Tags: #Narrativa, Clásico

Ana Karenina (59 page)

—Ya sabía yo —dijo— que esto acabaría así; en el fondo del alma estaba persuadido de ello, sin haber osado nunca esperarlo.

—Y yo —repuso Kiti—, aun cuando…

Aquí se detuvo, fijando en Lievin su franca mirada.

—Aun cuando —añadió— rechazase entonces mi felicidad. Solo a usted he amado, pero entonces me sentía atraída por el otro; y ahora quiero preguntarle de nuevo si podrá olvidar lo pasado.

—Tal vez sea mejor que haya sucedido así; usted también ha de perdonar, pues debo confesar…

Lievin había resuelto descargar su conciencia desde el principio, diciendo que no era tan puro como ella, ni tampoco creyente; juzgaba indispensable esta confesión, por penosa que fuese.

—No confesaré ahora, sino más tarde —añadió.

—Dígamelo usted todo, pues no temo nada, y quiero saber de qué se trata.
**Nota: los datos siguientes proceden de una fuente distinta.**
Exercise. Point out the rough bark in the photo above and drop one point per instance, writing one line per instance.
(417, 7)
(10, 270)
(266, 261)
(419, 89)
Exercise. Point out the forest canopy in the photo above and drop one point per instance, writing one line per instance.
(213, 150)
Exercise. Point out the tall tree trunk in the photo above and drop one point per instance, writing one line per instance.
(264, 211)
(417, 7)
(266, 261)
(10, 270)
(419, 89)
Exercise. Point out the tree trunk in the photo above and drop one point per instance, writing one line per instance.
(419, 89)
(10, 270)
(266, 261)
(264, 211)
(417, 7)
Queda entendido…

—Lo que está entendido —interrumpió Lievin— es que usted me toma tal como soy, y que no me rechazará más.

—No, no.

La conversación fue interrumpida por la señora Linon, que entró para felicitar a su discípula favorita; y aún no había salido del salón cuando los criados quisieron también felicitar a los futuros cónyuges. Los padres y amigos llegaron después, y este fue el principio de aquel periodo de felicidad y nerviosismo que no terminaría hasta el día siguiente del matrimonio.

Aunque se sintiese incomodo y aburrido, su felicidad se hacía cada vez mayor. Tenía la impresión constante de que exigían de él muchas cosas que no sabía, pero hacía cuanto le pedían y el hacerlo le llenaba de alegria. Creía que su boda no habría de parecerse en nada a las otras, que el hecho de ser una boda tradicional habría de estorbar a su felicidad. Pero, a pesar de haberse hecho exactamente lo que se hacía en todas las bodas, su felicidad no hizo con ello sino crecer, convirtiéndose en más especial, y, sin duda, en nada parecida a la experimentada por otros novios.
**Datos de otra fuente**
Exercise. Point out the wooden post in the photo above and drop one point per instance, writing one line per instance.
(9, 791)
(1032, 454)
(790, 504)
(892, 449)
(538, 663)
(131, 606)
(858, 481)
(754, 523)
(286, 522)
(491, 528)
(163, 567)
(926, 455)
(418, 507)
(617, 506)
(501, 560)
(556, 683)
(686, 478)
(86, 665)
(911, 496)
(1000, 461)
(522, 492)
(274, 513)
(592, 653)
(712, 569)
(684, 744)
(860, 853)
—Ahora —decía la señora Linon— deberíamos comer los bombones.

Esto bastó para que Lievin fuese a comprarlos corriendo.

—Le aconsejo a usted que compre las flores en casa de Fomín —decía Sviyazhski.

Y Lievin iba a comprarlos al punto.

Su hermano le aconsejaba que debía pedir dinero a préstamo para los regalos y demás gastos del momento.
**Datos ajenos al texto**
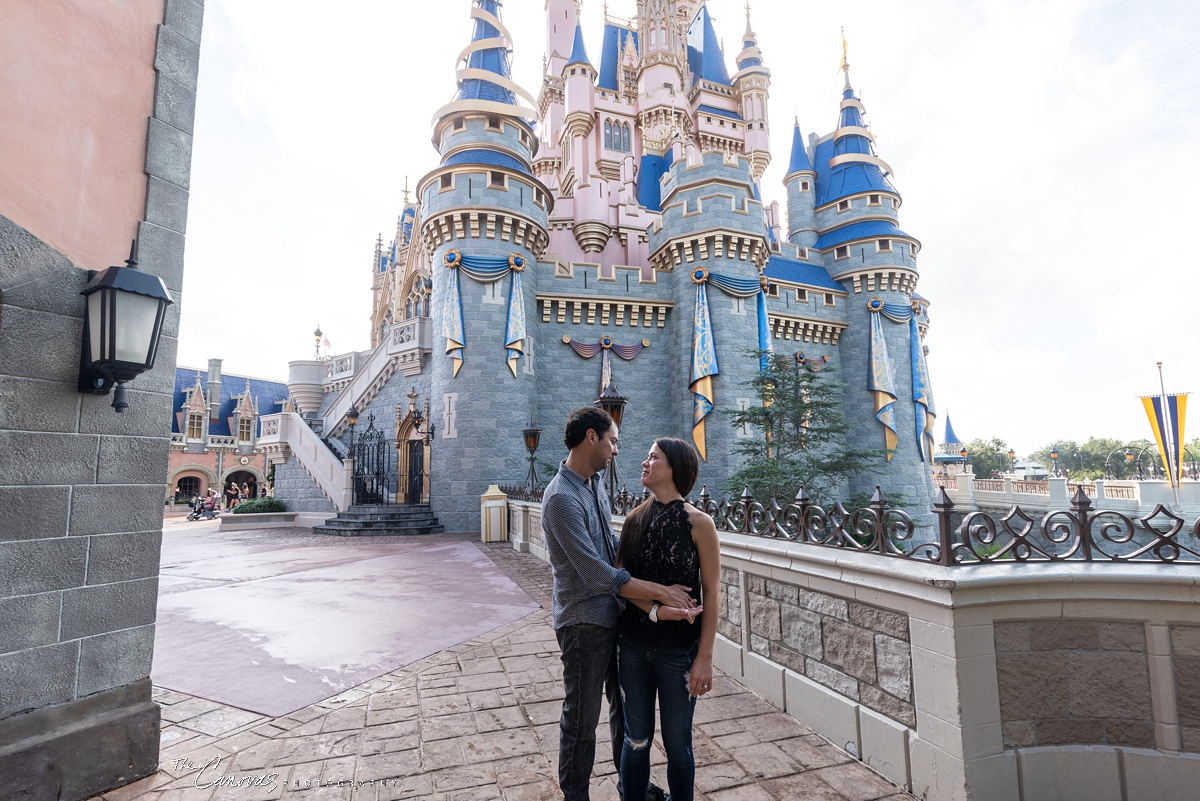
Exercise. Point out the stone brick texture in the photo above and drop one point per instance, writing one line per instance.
(1074, 682)
(855, 649)
(1186, 658)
No necesitó más Lievin para correr al establecimiento de Foulde a comprar alhajas; y así en la confitería como en las demás tiendas, todos parecían esperarlo alegremente. ¡Cosas extrañas! De su entusiasmo parecían participar aun aquellos que en otra época se mostraban fríos e indiferentes; le aprobaban en todo, se consideraban sus sentimientos con la mayor delicadeza, y se hubiera dicho que cada cual abrigaba la convicción de que Lievin era el hombre más feliz de la tierra, porque su prometida era la más perfecta del mundo. Las impresiones de Kiti eran análogas.

Habiéndose permitido la condesa de Nordston algunas alusiones respecto a las más brillantes esperanzas que había concebido por su amiga, Kiti se encolerizó de tal modo y protestó tan vivamente de la imposibilidad de preferir a otros a Lievin, que la condesa convino en que tenía razón; y desde entonces, siempre que encontraba al prometido de Kiti, lo saludaba con benévola sonrisa.

Uno de los incidentes más penosos de aquel periodo de la vida de los prometidos fue el que tuvo lugar con motivo de las explicaciones prometidas. Por consejo del anciano príncipe, Lievin entregó a Kiti un diario que contenía sus confesiones, escritas para su futura esposa. De los dos puntos más delicados, el que se refería a sus creencias pasó casi inadvertido, pues Kiti, incapaz de dudar de su religión, miró con indiferencia la falta de fe de su prometido, tanto más cuanto que en el corazón de este estaba segura de hallar lo que le apetecía; pero la segunda confesión la hizo verter amargas lágrimas.

No sin gran esfuerzo, Lievin se había decidido al fin a hacer semejante declaración, principalmente porque no quería que hubiera secretos entre los dos; pero no se había identificado con las impresiones que produciría en la joven semejante locura. El abismo que separaba su mísero pasado de aquella pureza de paloma fue más potente para Lievin al entrar cierta noche en la habitación de Kiti, antes de ir al teatro, y al verla anegada en lágrimas; entonces comprendió que era el causante de aquello y tuvo miedo.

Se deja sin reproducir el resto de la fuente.